If true, aren't you glad it's over with him?

  • Author
Posted (edited)
I don't know if this will make you feel any better, but...

 

 

 

You can't take anything he has told you as fact. He was living a fantasy life with you and likely continuing a real-life relationship with his "abusive ex" or other women. This is why you could only visit him one time for a couple of days and why he could never visit you. He had to hide you from his girlfriend (she's probably actually his fiancee or wife - you found a wedding registry for the two of them, yes?) That is why he became furious when you contacted her.

 

Just curious, how much did you tell this Katherine girl? Did you tell her that he had allowed you to visit him and have sex with him only six months ago? What questions did you ask her?

 

 

Yes and that's why I wanted to contact her because I wanted to know if they were engaged during the relationship.

 

He said that she used his name so she can get gifts for her co-worker.

 

I told her who I was and my relationship with my ex. I told her that I visited him and I asked why she kept abusing him. I told her what he says about her.
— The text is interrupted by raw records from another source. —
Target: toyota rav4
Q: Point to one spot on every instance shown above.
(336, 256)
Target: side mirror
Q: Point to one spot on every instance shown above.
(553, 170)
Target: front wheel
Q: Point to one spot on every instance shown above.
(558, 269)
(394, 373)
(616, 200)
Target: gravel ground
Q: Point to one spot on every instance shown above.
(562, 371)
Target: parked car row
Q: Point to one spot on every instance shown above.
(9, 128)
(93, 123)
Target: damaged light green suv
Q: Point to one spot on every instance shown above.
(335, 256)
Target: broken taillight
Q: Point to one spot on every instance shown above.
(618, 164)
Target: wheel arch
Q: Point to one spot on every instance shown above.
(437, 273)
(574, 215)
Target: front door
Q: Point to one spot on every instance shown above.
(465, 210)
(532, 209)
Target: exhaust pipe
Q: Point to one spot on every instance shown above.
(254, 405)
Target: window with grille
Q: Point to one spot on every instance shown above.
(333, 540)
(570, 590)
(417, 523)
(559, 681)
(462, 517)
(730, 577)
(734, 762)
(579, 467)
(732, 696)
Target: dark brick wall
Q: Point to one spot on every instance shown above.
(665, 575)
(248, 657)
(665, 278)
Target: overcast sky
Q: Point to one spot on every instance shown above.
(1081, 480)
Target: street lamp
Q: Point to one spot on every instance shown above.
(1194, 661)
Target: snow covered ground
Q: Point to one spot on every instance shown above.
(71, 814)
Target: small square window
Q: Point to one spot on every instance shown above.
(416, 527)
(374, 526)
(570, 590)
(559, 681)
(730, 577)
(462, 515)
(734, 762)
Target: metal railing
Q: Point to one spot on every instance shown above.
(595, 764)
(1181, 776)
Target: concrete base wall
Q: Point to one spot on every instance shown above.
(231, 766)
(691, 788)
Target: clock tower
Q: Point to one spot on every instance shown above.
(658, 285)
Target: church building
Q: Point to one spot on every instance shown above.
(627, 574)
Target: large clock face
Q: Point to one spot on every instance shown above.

It was sort of like I was confronting her for hurting him (believing she was the reason why my ex could not move forward and comparing me to her when I get upset and angry) I told her how long I was in a relationship with him. I told her how he treated me. She knew I visited him because they were texting to each other during our visit. At the time I thought she was harassing him but deep down I feel like he was shoving this "ideal" relationship to her face and acting like a victim in the process.

 

My ex was calling me 10+ times while I tried to get answers from her. She really did not answer some (he accused her of raping him while he was drunk)

 

I did not pick up because I was scared what he will say to me. He text this to me

"I know you are talking to her, I got her phone with me"

"Katherine and I are pissed"

"We had peace and you destroyed it"

"She's cussing at me!!!"

"I need to move out of state"

"You brought hell to my front door"

"Mary, what did you do!!!?"

"I don't know you anymore"

"You're right, you are alone because I don't want to deal with you ever again" (They live in the same state btw)

 

The second day I decided to talk to her more because I was very distraught from the other day saying to her "he doesn't want to talk to me anymore" "It's my fault" and he was even more livid telling me to stop talking to her. r

 

She said for me to move on and be strong. She told me that she and him have been in contact for 5 years (telling her that he loves her) and that he wants her in his life currently. She said that I am giving him a second chance and I told her that I didn't gave him a second chance. She said she knew we both slept together and that he took my virginity and that she knows I talk about suicide a lot (the stress of the long distance relationship mentally got to me for a year) and that there are no more answers to give and to talk to him.

 

a few days later when I wanted more answers he said "My past is none of your damn business,etc."

 

I need to add this-He said that I use suicide to emotionally punish him and every time he tries to break up with me I would use suicide as a punishment. THAT is a lie. He NEVER broke up with me till 2 months ago. I was the one that tried to break up with him many times but always ending up him saying things that made me feel guilt. And I decided to stop talking to him a week after the break up (because he was arguing with his ex and comparing me to her).

 

I was moving on doing NC then after a month of NC HE started texting "I miss you, etc".

 

When I tell him that we should break up he brushed it off saying he do what he wants. I have a history of depression and my mind just snapped. I did not take care of myself. I just was consumed with this relationship. I regret hurting myself.

Edited by MariaMars
  • Author
Posted (edited)
If true, aren't you glad it's over with him?

 

Yeah I am glad. But I take half the responsibility of this mess. It did not have to go this far. I should have respected my feelings and left a long time ago.I schedule an appointment to see a therapist in 2 weeks. I am going to get to the core of my issues. Anyone reading this..respect your feelings, your emotions, your mind. If you are ever feeling suicidal or extremely stress out in a relationship. Just leave.